Phase Transition of Generalized Ferromagnetic Potts Model - Effect of Invisible States -

TL;DR

This paper studies how adding invisible states to the ferromagnetic Potts model influences the phase transition, revealing that it induces a first-order transition even in two dimensions, with transition properties depending on the number of invisible states.

Contribution

It demonstrates that invisible states cause a first-order phase transition in the Potts model, confirmed through Monte Carlo simulations in two dimensions.

Findings

Invisible states induce first-order transitions.

Transition temperature decreases with more invisible states.
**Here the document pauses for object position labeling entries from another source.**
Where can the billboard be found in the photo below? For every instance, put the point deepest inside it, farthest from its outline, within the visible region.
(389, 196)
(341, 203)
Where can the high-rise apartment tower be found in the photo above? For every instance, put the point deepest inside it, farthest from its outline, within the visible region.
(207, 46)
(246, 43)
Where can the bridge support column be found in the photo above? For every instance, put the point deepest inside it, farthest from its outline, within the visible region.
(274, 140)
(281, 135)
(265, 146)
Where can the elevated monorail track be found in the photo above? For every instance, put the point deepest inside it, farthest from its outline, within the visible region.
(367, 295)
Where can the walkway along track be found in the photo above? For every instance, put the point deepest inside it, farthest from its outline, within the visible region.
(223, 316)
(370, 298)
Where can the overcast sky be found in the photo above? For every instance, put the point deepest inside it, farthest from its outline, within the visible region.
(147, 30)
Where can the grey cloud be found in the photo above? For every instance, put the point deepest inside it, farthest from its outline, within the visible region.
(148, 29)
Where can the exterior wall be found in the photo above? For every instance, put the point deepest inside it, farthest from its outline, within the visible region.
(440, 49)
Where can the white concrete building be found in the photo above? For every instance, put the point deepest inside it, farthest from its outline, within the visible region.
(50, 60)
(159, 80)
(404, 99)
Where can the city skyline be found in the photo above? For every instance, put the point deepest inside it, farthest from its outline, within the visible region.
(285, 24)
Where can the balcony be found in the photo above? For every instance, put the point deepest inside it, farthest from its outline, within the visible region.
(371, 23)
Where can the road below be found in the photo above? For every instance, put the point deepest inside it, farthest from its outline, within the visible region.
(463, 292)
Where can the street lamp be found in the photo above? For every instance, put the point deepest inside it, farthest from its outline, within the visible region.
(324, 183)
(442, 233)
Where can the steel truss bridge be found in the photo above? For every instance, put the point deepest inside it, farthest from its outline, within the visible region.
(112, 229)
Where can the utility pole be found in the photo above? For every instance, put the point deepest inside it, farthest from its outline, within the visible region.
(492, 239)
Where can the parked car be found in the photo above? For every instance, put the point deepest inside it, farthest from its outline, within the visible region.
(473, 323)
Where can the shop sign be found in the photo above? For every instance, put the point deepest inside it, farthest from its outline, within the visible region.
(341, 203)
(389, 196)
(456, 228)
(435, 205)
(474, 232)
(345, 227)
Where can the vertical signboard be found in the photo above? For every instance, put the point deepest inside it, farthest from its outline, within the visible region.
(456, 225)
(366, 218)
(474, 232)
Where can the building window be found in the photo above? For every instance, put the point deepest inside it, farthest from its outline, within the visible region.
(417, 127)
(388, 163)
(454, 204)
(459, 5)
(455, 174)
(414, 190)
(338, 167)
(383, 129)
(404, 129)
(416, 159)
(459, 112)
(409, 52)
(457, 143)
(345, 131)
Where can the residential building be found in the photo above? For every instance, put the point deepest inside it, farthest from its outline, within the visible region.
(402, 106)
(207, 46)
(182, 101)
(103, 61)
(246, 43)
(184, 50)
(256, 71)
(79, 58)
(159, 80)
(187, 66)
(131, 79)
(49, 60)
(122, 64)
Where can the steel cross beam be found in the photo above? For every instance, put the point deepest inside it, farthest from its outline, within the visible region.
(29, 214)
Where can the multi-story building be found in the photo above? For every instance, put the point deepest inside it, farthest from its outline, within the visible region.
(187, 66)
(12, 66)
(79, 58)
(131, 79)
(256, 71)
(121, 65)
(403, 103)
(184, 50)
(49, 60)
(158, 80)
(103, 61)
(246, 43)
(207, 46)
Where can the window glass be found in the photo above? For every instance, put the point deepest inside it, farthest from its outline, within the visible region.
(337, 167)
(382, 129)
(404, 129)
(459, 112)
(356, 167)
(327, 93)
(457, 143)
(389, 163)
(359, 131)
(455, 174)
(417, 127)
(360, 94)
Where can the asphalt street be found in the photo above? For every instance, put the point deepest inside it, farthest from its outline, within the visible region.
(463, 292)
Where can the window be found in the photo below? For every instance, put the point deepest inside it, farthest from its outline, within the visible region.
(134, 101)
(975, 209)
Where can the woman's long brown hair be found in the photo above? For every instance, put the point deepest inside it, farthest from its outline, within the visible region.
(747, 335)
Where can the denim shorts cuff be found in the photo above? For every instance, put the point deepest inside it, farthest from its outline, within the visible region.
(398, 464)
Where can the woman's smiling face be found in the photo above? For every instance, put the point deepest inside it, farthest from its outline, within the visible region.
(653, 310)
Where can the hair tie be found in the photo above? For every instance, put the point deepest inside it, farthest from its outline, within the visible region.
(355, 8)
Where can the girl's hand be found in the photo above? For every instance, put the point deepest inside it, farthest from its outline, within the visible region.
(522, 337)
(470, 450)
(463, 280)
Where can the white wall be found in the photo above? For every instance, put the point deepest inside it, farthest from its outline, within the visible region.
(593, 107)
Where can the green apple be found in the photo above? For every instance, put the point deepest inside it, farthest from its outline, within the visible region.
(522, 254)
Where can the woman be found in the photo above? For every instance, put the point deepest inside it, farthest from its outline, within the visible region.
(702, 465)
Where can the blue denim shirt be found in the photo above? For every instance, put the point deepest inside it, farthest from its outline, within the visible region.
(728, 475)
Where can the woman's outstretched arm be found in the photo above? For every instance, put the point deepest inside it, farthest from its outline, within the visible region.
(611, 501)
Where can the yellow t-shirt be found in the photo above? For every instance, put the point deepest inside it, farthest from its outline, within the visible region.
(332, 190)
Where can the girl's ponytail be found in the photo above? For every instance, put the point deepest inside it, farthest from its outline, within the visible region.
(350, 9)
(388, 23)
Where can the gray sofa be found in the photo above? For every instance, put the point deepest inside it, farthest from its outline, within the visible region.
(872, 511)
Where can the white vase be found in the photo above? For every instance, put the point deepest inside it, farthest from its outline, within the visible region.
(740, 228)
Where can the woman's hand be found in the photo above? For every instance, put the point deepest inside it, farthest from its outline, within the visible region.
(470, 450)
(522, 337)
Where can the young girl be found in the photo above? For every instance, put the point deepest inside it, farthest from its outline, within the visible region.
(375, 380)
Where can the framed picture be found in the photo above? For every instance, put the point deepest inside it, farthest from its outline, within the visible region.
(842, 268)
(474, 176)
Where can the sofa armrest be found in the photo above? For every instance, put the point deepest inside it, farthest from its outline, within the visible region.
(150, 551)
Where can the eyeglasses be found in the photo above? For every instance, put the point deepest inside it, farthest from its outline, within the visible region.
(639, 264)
Latent heat increases as invisible states increase.

Abstract

We investigate the nature of the phase transition of the ferromagnetic Potts model with invisible states. The ferromagnetic Potts model with invisible states can be regarded as straightforward extension of the standard ferromagnetic Potts model. The invisible states contribute the entropy, however they do not affect the internal energy. They also do not change the symmetry which breaks at the transition temperature. The invisible states stimulate a first-order phase transition. We confirm that the first-order phase transition with spontaneous $q$-fold symmetry breaking for $q=2,3$, and 4 takes place even on two-dimensional lattice by Monte Carlo simulation. We also find that the transition temperature decreases and the latent heat increases as the number of invisible states increases.